Edit: the order of $(1+x)$ is the same as the order of the group as it is the generator. How would I prove this?
On
$\mathbb{F} _5 [x] / (x^2 + 2) \cong \mathbb{F} _5 [u]$ with $u^2 =-2$.
$\mathbb{F} _5 $ is the set of all polynomials expressions in $u$ with coefficients in $\mathbb{F} _5$. Since $u^2 =-2$, all polynomials expressions can be reduced to the for $a+bu$ with $a,b \in \mathbb{F} _5$.
On
To add to @Ethan Bolker's answer, I want to address your question about the order of $x$ and $(x+1)$. You are correct about the order of $x$, since
$$x^8=(x^2)^4=(-2)^4=16=1.$$
However, the order of $x+1$ is not one. This would imply that $(x+1)^2=(x+1)$, which is not true. It should be noted that the order of a generator of a nontrivial group is never 1. The order of $(x+1)$ is 12. You should check this is true.
On
Yet another way of doing it:
Just as element of $\Bbb C$ may be written $a+bi$, where $a$ and $b$ are allowed to be any real number, and $i^2+1=0$, so in your field you have adjoined the square root of $3\equiv-2\pmod5$ and you can mimic the construction of the complex numbers.

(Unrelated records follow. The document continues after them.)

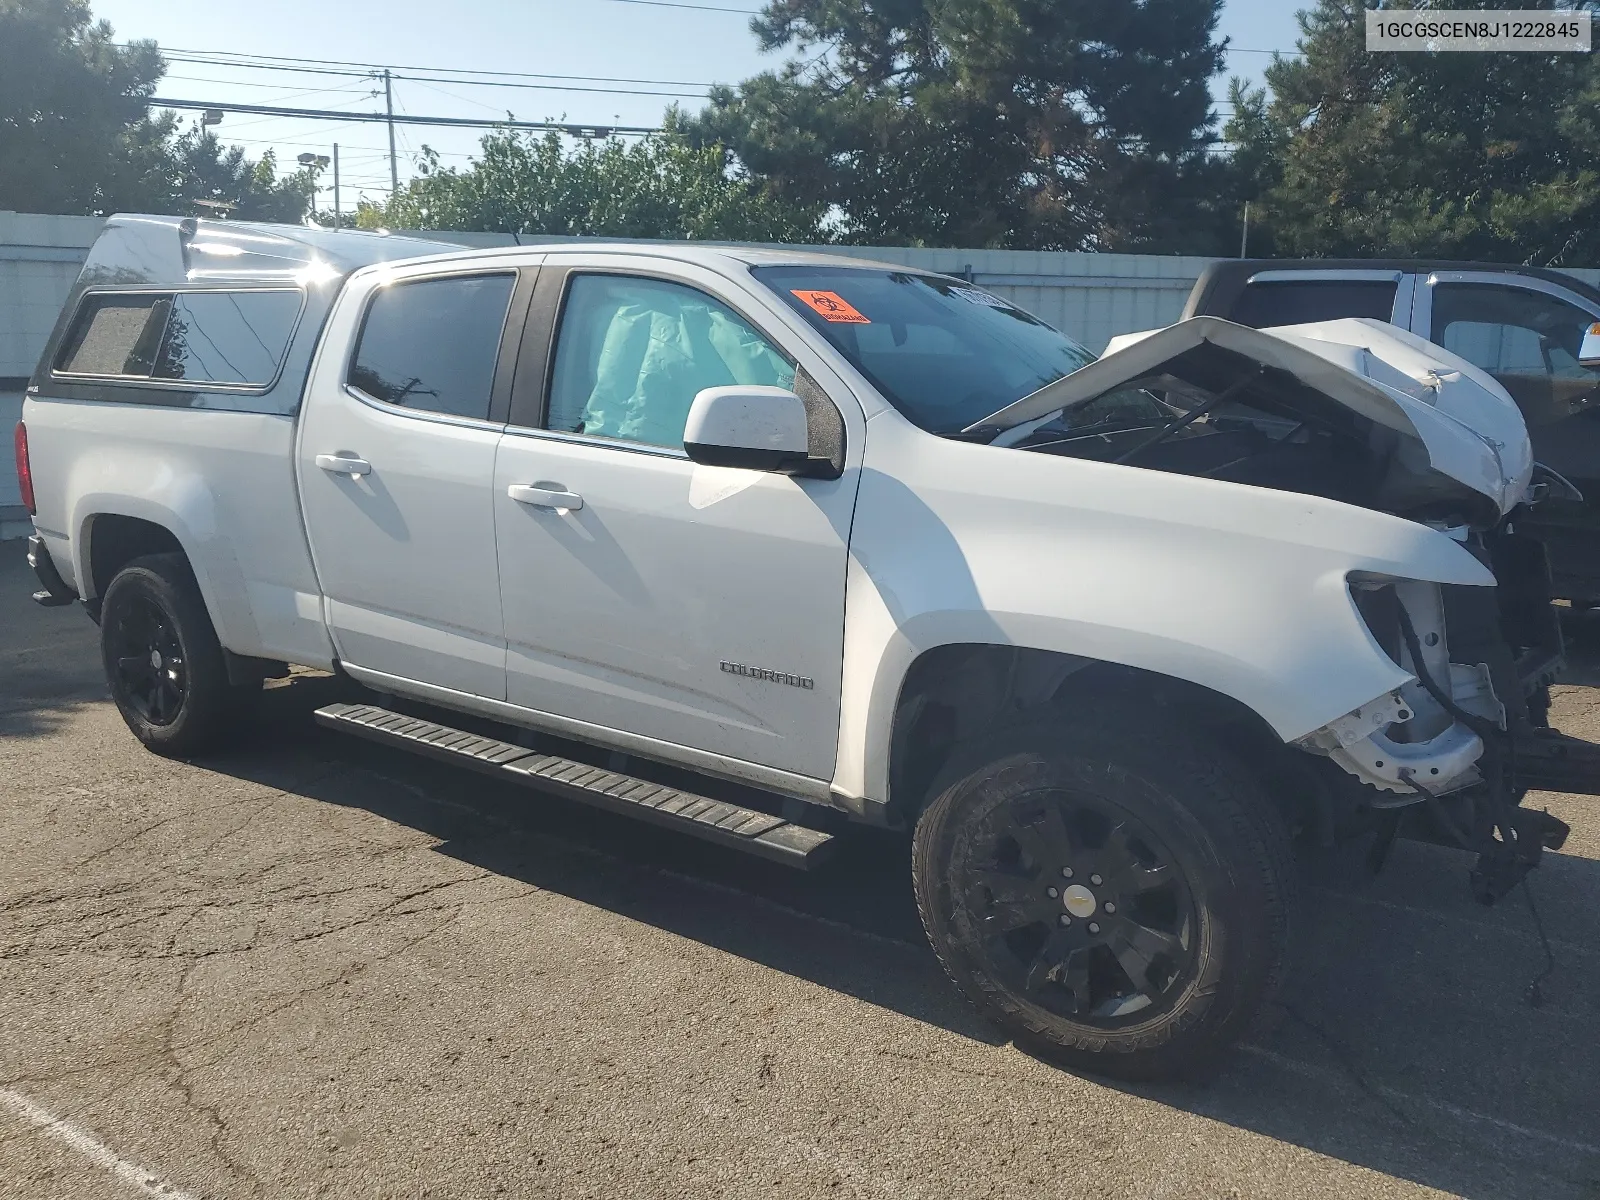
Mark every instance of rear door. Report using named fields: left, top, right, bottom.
left=298, top=259, right=534, bottom=698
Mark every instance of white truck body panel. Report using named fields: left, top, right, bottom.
left=24, top=400, right=335, bottom=668
left=828, top=411, right=1495, bottom=803
left=20, top=221, right=1537, bottom=817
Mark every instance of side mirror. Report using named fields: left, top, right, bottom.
left=1580, top=322, right=1600, bottom=370
left=684, top=386, right=811, bottom=473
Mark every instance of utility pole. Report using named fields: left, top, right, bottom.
left=1240, top=201, right=1251, bottom=259
left=332, top=143, right=341, bottom=231
left=383, top=69, right=399, bottom=196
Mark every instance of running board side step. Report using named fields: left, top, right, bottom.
left=313, top=702, right=837, bottom=869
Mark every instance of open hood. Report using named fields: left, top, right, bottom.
left=971, top=316, right=1533, bottom=520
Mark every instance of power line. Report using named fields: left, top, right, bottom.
left=145, top=44, right=720, bottom=88
left=149, top=96, right=663, bottom=135
left=598, top=0, right=760, bottom=11
left=164, top=73, right=374, bottom=92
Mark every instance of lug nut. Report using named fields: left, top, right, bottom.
left=1059, top=914, right=1071, bottom=927
left=1088, top=922, right=1100, bottom=934
left=1061, top=867, right=1074, bottom=879
left=1046, top=887, right=1059, bottom=899
left=1090, top=874, right=1103, bottom=886
left=1104, top=902, right=1116, bottom=914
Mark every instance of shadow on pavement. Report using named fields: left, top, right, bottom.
left=0, top=542, right=105, bottom=739
left=189, top=672, right=1600, bottom=1200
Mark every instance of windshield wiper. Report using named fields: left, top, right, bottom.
left=941, top=426, right=1008, bottom=442
left=1111, top=366, right=1264, bottom=466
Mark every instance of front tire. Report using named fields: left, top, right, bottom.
left=912, top=711, right=1294, bottom=1082
left=100, top=553, right=255, bottom=756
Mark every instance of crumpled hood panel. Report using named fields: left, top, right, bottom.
left=971, top=316, right=1533, bottom=517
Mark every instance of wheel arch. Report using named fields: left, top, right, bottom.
left=73, top=501, right=256, bottom=655
left=874, top=641, right=1322, bottom=837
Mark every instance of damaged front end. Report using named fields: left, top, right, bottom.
left=973, top=316, right=1592, bottom=905
left=1299, top=547, right=1572, bottom=904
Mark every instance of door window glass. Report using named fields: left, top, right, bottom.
left=349, top=273, right=515, bottom=420
left=1430, top=283, right=1600, bottom=424
left=546, top=274, right=794, bottom=449
left=1229, top=280, right=1398, bottom=329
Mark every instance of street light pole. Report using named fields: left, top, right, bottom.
left=297, top=152, right=331, bottom=225
left=333, top=143, right=342, bottom=231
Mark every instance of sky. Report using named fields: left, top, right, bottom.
left=91, top=0, right=1308, bottom=217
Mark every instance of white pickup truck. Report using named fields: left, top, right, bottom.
left=15, top=216, right=1593, bottom=1080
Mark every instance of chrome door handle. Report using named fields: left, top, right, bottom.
left=508, top=483, right=583, bottom=511
left=315, top=453, right=372, bottom=477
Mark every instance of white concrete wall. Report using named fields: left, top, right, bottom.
left=0, top=213, right=102, bottom=526
left=0, top=211, right=98, bottom=510
left=0, top=212, right=102, bottom=378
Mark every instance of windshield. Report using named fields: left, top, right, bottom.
left=753, top=265, right=1097, bottom=434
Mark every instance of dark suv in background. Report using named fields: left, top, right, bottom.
left=1184, top=260, right=1600, bottom=603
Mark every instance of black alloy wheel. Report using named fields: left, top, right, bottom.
left=955, top=790, right=1197, bottom=1025
left=107, top=594, right=188, bottom=726
left=913, top=712, right=1295, bottom=1081
left=99, top=553, right=254, bottom=755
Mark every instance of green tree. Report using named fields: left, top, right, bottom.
left=1225, top=0, right=1600, bottom=264
left=0, top=0, right=311, bottom=219
left=360, top=128, right=825, bottom=242
left=677, top=0, right=1234, bottom=252
left=121, top=122, right=313, bottom=222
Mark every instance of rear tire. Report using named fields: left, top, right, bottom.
left=99, top=553, right=256, bottom=756
left=912, top=710, right=1295, bottom=1082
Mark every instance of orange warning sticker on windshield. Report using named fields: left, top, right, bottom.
left=791, top=289, right=870, bottom=324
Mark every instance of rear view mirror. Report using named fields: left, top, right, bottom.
left=1580, top=322, right=1600, bottom=369
left=684, top=386, right=811, bottom=473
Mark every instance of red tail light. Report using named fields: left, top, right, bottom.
left=14, top=422, right=34, bottom=515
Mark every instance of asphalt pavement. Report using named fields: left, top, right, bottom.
left=1, top=545, right=1597, bottom=1199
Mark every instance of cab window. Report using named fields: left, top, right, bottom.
left=544, top=274, right=794, bottom=450
left=348, top=273, right=516, bottom=421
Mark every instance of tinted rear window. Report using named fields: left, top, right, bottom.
left=347, top=274, right=515, bottom=421
left=56, top=290, right=302, bottom=386
left=1228, top=280, right=1398, bottom=329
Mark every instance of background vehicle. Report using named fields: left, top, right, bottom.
left=1184, top=260, right=1600, bottom=603
left=14, top=217, right=1595, bottom=1081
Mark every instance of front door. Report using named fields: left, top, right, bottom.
left=298, top=267, right=524, bottom=697
left=493, top=263, right=860, bottom=779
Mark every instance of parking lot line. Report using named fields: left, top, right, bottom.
left=0, top=1087, right=201, bottom=1200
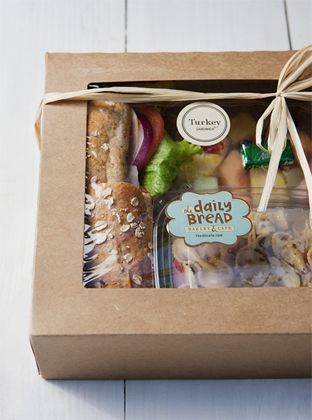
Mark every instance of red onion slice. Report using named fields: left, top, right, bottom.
left=128, top=110, right=144, bottom=165
left=133, top=114, right=154, bottom=170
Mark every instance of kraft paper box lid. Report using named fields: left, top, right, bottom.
left=31, top=51, right=312, bottom=379
left=44, top=51, right=295, bottom=92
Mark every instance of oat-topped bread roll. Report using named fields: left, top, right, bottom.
left=84, top=181, right=153, bottom=288
left=86, top=101, right=132, bottom=185
left=84, top=101, right=153, bottom=288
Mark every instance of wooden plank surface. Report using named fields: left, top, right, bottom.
left=0, top=1, right=125, bottom=420
left=126, top=379, right=312, bottom=420
left=127, top=0, right=289, bottom=52
left=286, top=0, right=312, bottom=48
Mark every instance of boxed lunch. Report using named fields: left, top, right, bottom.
left=31, top=48, right=312, bottom=379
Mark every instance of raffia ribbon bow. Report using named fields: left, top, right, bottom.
left=255, top=44, right=312, bottom=228
left=36, top=45, right=312, bottom=225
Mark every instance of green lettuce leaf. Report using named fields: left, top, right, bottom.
left=142, top=133, right=201, bottom=196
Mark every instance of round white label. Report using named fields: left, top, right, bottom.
left=176, top=102, right=230, bottom=146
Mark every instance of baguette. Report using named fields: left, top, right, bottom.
left=86, top=100, right=131, bottom=185
left=84, top=181, right=153, bottom=288
left=84, top=101, right=153, bottom=288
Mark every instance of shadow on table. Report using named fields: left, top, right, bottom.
left=125, top=378, right=312, bottom=420
left=46, top=379, right=125, bottom=420
left=42, top=378, right=312, bottom=420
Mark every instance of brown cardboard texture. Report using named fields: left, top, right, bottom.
left=31, top=51, right=312, bottom=379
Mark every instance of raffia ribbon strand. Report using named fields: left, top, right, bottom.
left=35, top=44, right=312, bottom=225
left=255, top=44, right=312, bottom=226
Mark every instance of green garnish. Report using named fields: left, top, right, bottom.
left=142, top=133, right=201, bottom=196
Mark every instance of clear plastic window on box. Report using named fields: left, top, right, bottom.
left=82, top=81, right=312, bottom=288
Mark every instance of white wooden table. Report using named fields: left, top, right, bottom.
left=0, top=1, right=311, bottom=419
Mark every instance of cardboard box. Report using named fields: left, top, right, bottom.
left=31, top=51, right=312, bottom=379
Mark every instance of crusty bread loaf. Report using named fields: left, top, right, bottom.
left=84, top=181, right=153, bottom=288
left=84, top=101, right=153, bottom=288
left=86, top=101, right=132, bottom=185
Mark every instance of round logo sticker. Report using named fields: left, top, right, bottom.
left=176, top=102, right=230, bottom=146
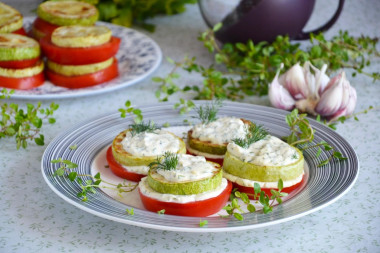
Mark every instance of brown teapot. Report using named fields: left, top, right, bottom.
left=199, top=0, right=345, bottom=43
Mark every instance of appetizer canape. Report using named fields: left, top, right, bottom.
left=31, top=0, right=98, bottom=39
left=41, top=25, right=120, bottom=88
left=107, top=122, right=186, bottom=182
left=0, top=34, right=44, bottom=89
left=0, top=3, right=27, bottom=35
left=139, top=153, right=232, bottom=217
left=222, top=125, right=305, bottom=198
left=187, top=102, right=253, bottom=165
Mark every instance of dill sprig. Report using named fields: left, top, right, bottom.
left=195, top=100, right=222, bottom=124
left=129, top=121, right=158, bottom=136
left=149, top=152, right=179, bottom=171
left=233, top=125, right=268, bottom=148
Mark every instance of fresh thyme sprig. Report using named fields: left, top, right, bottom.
left=149, top=152, right=179, bottom=171
left=223, top=179, right=288, bottom=220
left=52, top=158, right=138, bottom=202
left=153, top=25, right=378, bottom=102
left=119, top=100, right=143, bottom=123
left=129, top=121, right=158, bottom=136
left=0, top=89, right=59, bottom=149
left=194, top=99, right=223, bottom=124
left=232, top=125, right=268, bottom=148
left=285, top=109, right=347, bottom=167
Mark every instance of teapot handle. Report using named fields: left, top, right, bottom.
left=294, top=0, right=345, bottom=40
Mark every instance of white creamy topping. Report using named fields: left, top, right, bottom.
left=139, top=177, right=228, bottom=203
left=121, top=165, right=149, bottom=175
left=227, top=135, right=298, bottom=166
left=223, top=170, right=304, bottom=188
left=121, top=130, right=180, bottom=156
left=156, top=154, right=218, bottom=182
left=191, top=117, right=247, bottom=145
left=186, top=144, right=225, bottom=159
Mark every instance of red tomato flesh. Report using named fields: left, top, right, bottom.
left=45, top=58, right=119, bottom=89
left=40, top=36, right=121, bottom=65
left=0, top=57, right=39, bottom=69
left=0, top=71, right=44, bottom=90
left=106, top=146, right=146, bottom=182
left=187, top=149, right=224, bottom=166
left=32, top=17, right=59, bottom=38
left=231, top=175, right=305, bottom=199
left=139, top=181, right=232, bottom=217
left=12, top=27, right=27, bottom=36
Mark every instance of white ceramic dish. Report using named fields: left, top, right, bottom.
left=41, top=101, right=359, bottom=232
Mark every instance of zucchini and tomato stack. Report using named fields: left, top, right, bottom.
left=0, top=34, right=44, bottom=90
left=107, top=122, right=186, bottom=182
left=187, top=117, right=253, bottom=165
left=40, top=25, right=120, bottom=88
left=222, top=125, right=305, bottom=198
left=0, top=2, right=27, bottom=35
left=31, top=0, right=98, bottom=40
left=139, top=153, right=232, bottom=217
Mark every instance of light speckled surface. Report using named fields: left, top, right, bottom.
left=1, top=0, right=380, bottom=252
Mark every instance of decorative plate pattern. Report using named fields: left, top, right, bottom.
left=6, top=17, right=162, bottom=100
left=41, top=101, right=359, bottom=232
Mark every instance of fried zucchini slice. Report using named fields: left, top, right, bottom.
left=147, top=161, right=222, bottom=195
left=112, top=129, right=186, bottom=166
left=47, top=57, right=113, bottom=76
left=223, top=148, right=304, bottom=182
left=188, top=118, right=253, bottom=155
left=0, top=61, right=44, bottom=78
left=0, top=3, right=23, bottom=33
left=0, top=34, right=40, bottom=61
left=51, top=25, right=112, bottom=48
left=37, top=1, right=98, bottom=26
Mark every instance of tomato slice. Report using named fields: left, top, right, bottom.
left=0, top=57, right=39, bottom=69
left=106, top=146, right=146, bottom=182
left=187, top=150, right=224, bottom=166
left=0, top=71, right=44, bottom=90
left=12, top=27, right=27, bottom=36
left=32, top=17, right=59, bottom=38
left=45, top=58, right=118, bottom=89
left=139, top=180, right=232, bottom=217
left=40, top=36, right=121, bottom=65
left=231, top=175, right=305, bottom=199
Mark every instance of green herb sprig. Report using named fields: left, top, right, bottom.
left=0, top=89, right=59, bottom=149
left=52, top=158, right=137, bottom=202
left=154, top=25, right=378, bottom=102
left=129, top=121, right=158, bottom=136
left=232, top=125, right=268, bottom=148
left=149, top=152, right=179, bottom=171
left=199, top=219, right=208, bottom=227
left=285, top=109, right=347, bottom=167
left=119, top=100, right=143, bottom=123
left=96, top=0, right=197, bottom=32
left=223, top=179, right=288, bottom=220
left=194, top=100, right=223, bottom=124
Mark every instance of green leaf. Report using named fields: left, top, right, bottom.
left=247, top=204, right=256, bottom=213
left=233, top=213, right=244, bottom=221
left=68, top=172, right=77, bottom=181
left=277, top=178, right=284, bottom=191
left=199, top=219, right=208, bottom=227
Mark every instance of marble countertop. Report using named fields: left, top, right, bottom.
left=1, top=0, right=379, bottom=252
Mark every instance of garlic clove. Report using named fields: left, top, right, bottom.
left=282, top=62, right=308, bottom=100
left=268, top=68, right=295, bottom=110
left=315, top=72, right=352, bottom=117
left=329, top=86, right=356, bottom=121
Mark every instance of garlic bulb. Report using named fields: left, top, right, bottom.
left=268, top=62, right=357, bottom=120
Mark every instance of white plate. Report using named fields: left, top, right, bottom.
left=6, top=17, right=162, bottom=100
left=41, top=101, right=359, bottom=232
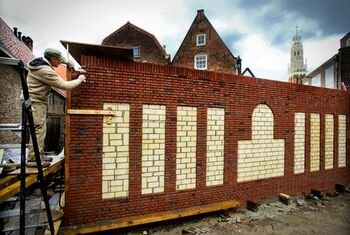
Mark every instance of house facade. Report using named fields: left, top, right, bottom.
left=172, top=10, right=237, bottom=74
left=102, top=22, right=169, bottom=65
left=304, top=32, right=350, bottom=89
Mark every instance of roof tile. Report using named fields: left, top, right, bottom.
left=0, top=17, right=34, bottom=63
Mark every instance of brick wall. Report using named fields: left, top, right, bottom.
left=65, top=55, right=350, bottom=227
left=0, top=64, right=21, bottom=144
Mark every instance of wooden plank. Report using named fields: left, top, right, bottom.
left=38, top=208, right=64, bottom=223
left=67, top=109, right=116, bottom=115
left=279, top=193, right=290, bottom=205
left=64, top=66, right=71, bottom=228
left=0, top=160, right=63, bottom=204
left=0, top=175, right=37, bottom=204
left=44, top=220, right=62, bottom=235
left=59, top=191, right=65, bottom=209
left=61, top=200, right=240, bottom=234
left=8, top=154, right=63, bottom=175
left=0, top=175, right=18, bottom=190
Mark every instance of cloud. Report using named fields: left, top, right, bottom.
left=0, top=0, right=348, bottom=81
left=304, top=34, right=342, bottom=72
left=282, top=0, right=350, bottom=36
left=234, top=34, right=289, bottom=81
left=0, top=0, right=191, bottom=57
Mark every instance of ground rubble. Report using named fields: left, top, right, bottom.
left=123, top=185, right=350, bottom=235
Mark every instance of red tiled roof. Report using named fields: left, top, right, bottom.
left=0, top=17, right=34, bottom=63
left=102, top=21, right=168, bottom=58
left=0, top=18, right=67, bottom=98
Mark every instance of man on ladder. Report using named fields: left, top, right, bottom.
left=26, top=48, right=86, bottom=167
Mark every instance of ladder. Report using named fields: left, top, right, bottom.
left=0, top=57, right=54, bottom=235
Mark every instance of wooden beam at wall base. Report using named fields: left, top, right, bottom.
left=60, top=200, right=240, bottom=234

Thus, if you like, you can write the elements of your field as $a+b\sqrt3$, where $a$ and $b$ are allowed to be any elements of $\Bbb F_5$, and “$\sqrt3$” may be taken as a symbol whose square is $3$. Then multiplication is easy: $(a_1+b_1\sqrt3)(a_2+b_2\sqrt3)=a_1a_2+3b_1b_2+(a_1b_2+a_2b_1)\sqrt3$. One way of finding the reciprocal of any quantity here is by the technique of “rationalizing the denominator” that you learned in high-school.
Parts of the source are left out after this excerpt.